Migranti, il Papa: “Riflettere sulle ingiustizie, non basta la carità”

Non maltrattare in alcun modo le vedove e gli orfani”. E' uno degli ammonimenti che il Signore fa nel libro dell'Esodo e, per ben due volte, nel Deuteronomio. Un avvertimento che, nelle seconde due occasioni, vede l'aggiunta di un'altra categoria bisognosa di protezione, quella degli stranieri: “E la ragione di tale monito – ha spiegato Papa Francesco nell'omelia della Santa Messa in occasione della Giornata mondiale del Migrante e del rifugiato – è spiegata chiaramente nello stesso libro: il Dio di Israele è Colui 'che fa giustizia all’orfano e alla vedova, che ama lo straniero e gli dà pane e vestito'”. Un'attenzione particolare dobbiamo ai meno privilegiati: “Verso i forestieri, come pure per le vedove, gli orfani e tutti gli scartati dei nostri giorni. Nel Messaggio per questa 105a Giornata Mondiale del Migrante e del Rifugiato si ripete come un ritornello il tema: 'Non si tratta solo di migranti'. Ed è vero: non si tratta solo di forestieri, si tratta di tutti gli abitanti delle periferie esistenziali che, assieme ai migranti e ai rifugiati, sono vittime della cultura dello scarto”.

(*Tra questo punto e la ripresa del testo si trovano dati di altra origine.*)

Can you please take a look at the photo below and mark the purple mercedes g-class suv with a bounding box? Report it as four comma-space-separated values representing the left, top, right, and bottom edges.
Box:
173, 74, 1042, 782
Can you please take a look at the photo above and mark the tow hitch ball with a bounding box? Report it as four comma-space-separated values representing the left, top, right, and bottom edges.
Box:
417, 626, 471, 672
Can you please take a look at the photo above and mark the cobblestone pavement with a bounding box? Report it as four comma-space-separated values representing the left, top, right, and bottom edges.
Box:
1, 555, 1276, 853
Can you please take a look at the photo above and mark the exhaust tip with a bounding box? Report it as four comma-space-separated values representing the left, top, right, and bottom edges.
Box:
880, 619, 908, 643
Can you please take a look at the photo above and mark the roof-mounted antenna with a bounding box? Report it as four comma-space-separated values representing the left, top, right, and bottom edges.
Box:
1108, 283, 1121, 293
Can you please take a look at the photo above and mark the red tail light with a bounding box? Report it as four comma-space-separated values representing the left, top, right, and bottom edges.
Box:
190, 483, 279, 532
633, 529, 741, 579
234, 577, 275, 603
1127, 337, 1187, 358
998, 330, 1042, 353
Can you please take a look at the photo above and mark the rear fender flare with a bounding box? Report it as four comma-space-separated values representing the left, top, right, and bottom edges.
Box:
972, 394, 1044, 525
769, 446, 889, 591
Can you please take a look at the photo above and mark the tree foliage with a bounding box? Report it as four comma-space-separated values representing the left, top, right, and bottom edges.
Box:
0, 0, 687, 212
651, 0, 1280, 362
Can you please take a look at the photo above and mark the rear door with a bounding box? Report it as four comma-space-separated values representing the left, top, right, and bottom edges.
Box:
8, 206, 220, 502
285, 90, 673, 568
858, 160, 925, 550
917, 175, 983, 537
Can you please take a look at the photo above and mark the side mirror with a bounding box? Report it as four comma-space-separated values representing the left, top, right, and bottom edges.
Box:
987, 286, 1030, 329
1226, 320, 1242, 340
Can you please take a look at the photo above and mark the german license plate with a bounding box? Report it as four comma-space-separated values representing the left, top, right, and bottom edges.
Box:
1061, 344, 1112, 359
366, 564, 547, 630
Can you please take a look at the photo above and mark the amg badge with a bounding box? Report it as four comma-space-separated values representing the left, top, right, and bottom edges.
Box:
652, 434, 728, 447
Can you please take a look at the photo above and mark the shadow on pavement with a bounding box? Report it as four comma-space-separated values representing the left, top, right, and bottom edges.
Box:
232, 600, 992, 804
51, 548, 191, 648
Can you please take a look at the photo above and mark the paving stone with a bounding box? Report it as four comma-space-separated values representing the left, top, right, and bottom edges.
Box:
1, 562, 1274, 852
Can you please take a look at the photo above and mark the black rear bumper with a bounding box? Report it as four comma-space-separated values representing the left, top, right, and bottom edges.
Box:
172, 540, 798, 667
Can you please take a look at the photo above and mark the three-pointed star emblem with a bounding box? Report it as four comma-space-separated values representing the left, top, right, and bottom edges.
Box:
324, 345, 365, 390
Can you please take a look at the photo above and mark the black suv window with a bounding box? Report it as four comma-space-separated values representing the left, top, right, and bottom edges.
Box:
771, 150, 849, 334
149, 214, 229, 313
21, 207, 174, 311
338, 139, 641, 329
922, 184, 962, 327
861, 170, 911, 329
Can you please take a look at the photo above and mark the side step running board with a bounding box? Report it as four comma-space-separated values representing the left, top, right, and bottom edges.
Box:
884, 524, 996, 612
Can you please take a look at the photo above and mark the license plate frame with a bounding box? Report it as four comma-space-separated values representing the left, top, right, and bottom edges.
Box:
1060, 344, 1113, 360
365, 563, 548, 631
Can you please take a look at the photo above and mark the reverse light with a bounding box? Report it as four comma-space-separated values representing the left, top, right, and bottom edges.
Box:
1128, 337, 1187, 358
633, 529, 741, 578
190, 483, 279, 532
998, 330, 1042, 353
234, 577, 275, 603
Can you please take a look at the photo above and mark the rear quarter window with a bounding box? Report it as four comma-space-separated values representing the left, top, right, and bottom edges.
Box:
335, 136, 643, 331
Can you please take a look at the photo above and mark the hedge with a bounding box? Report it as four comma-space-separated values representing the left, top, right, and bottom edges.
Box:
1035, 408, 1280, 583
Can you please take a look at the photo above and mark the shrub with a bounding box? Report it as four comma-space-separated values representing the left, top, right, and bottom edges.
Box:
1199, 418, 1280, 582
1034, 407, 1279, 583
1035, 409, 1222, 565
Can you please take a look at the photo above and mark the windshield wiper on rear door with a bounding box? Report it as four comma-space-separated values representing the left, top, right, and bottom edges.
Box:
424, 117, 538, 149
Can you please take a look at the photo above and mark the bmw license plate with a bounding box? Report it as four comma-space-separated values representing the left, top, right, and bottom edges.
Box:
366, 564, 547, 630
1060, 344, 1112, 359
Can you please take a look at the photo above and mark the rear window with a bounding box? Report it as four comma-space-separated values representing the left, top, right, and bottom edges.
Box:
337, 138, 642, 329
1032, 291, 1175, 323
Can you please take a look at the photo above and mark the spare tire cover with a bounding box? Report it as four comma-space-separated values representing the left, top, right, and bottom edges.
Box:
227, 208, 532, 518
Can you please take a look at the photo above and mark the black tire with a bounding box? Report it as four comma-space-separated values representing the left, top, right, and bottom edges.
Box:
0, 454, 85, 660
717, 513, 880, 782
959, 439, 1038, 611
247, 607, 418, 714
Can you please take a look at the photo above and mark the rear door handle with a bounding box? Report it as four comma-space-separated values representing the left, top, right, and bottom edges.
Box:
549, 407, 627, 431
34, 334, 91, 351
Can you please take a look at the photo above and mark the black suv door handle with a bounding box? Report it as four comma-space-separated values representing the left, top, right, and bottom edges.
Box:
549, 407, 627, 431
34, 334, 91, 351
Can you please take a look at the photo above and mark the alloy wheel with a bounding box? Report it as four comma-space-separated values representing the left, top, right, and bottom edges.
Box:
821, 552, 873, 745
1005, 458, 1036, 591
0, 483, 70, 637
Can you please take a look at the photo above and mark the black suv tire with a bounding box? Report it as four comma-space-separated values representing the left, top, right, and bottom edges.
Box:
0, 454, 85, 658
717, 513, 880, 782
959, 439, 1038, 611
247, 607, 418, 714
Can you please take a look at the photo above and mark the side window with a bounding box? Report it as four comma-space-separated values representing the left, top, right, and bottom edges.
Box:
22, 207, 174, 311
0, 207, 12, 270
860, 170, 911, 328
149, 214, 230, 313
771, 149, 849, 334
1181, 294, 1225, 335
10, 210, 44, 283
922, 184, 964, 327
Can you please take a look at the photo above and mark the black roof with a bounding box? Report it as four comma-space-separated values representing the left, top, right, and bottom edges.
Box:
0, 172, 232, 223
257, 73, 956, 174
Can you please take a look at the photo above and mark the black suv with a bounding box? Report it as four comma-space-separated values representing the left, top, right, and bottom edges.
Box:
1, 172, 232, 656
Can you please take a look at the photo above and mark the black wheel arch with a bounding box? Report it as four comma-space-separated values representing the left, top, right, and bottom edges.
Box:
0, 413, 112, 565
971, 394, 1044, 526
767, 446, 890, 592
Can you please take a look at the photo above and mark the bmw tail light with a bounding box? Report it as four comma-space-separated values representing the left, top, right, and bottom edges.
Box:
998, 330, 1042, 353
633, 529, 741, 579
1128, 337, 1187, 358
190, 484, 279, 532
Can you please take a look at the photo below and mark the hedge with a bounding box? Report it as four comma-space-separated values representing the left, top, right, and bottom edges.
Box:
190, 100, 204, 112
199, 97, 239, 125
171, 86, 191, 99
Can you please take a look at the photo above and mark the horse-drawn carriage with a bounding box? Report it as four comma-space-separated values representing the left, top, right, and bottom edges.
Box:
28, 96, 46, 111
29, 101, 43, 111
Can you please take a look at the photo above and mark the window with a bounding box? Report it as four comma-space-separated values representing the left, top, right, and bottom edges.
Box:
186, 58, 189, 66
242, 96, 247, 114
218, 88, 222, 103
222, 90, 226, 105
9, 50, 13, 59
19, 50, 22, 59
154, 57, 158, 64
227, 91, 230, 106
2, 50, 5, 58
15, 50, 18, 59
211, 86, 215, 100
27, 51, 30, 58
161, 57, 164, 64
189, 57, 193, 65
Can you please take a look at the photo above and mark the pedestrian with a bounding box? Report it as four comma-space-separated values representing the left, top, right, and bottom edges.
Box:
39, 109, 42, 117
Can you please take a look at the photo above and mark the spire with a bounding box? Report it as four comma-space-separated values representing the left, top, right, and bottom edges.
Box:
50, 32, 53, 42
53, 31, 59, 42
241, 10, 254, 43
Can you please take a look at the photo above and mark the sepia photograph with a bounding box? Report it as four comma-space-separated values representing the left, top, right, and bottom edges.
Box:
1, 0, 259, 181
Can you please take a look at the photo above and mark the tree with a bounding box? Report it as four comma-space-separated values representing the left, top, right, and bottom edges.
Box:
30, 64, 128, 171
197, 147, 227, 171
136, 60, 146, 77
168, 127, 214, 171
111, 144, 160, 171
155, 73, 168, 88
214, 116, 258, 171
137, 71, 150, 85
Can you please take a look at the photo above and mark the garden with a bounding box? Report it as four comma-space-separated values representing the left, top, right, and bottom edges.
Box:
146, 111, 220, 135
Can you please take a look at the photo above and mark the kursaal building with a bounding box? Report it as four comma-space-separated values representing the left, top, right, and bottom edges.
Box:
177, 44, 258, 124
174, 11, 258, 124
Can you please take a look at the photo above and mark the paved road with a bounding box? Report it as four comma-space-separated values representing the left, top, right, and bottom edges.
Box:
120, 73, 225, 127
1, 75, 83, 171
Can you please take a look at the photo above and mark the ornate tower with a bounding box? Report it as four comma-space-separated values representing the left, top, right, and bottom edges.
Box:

Il rischio dell'uomo ricco

Ma non è solo l'esercizio della carità che il Signore ci chiede: occorre “riflettere sulle ingiustizie che generano esclusione, in particolare sui privilegi di pochi che, per essere conservati, vanno a scapito di molti”. Un concetto che viene ribadito con precisione nel Messaggio per la Giornata odierna, indirizzato a un “mondo odierno” che “è ogni giorno più elitista e crudele con gli esclusi”, in cui “le guerre interessano solo alcune regioni del mondo, ma le armi per farle vengono prodotte e vendute in altre regioni, le quali poi non vogliono farsi carico dei rifugiati prodotti da tali conflitti”. Il tutto, a spese dei “piccoli, i poveri, i più vulnerabili, ai quali si impedisce di sedersi a tavola e si lasciano le 'briciole' del banchetto”. Gli ammonimenti delle Scritture continuano ancora a chiamare in causa le coscienze di ognuno di noi: “Alla fine rischiamo di diventare anche noi come quell’uomo ricco di cui ci parla il Vangelo, il quale non si cura del povero Lazzaro 'coperto di piaghe, bramoso di sfamarsi con quello che cadeva dalla tavola'. Troppo intento a comprarsi vestiti eleganti e a organizzare lauti banchetti, il ricco della parabola non vede le sofferenze di Lazzaro. E anche noi, troppo presi dal preservare il nostro benessere, rischiamo di non accorgerci del fratello e della sorella in difficoltà”.

Amare il prossimo

Compito dei cristiani, ha ricordato il Sano Padre, è non restare “indifferenti di fronte al dramma delle vecchie e nuove povertà, delle solitudini più buie, del disprezzo e della discriminazione di chi non appartiene al 'nostro' gruppo. Non possiamo rimanere insensibili, con il cuore anestetizzato, di fronte alla miseria di tanti innocenti. Non possiamo non piangere. Non possiamo non reagire”. Essere “uomini e donne di Dio” comporta la conservazione degli inseparabili comandamenti di amare Dio e amare il prossimo: “E amare il prossimo come sé stessi vuol dire anche impegnarsi seriamente per costruire un mondo più giusto, dove tutti abbiano accesso ai beni della terra, dove tutti abbiano la possibilità di realizzarsi come persone e come famiglie, dove a tutti siano garantiti i diritti fondamentali e la dignità”. E ancora, “amare il prossimo significa sentire compassione per la sofferenza dei fratelli e delle sorelle, avvicinarsi, toccare le loro piaghe… Farsi prossimi di tutti i viandanti malmenati e abbandonati sulle strade del mondo, per lenire le loro ferite e portarli al più vicino luogo di accoglienza”. Un comandamento che Dio “ha dato al suo popolo”, sigillandolo “col sangue del suo Figlio Gesù, perché sia fonte di benedizione per tutta l’umanità”.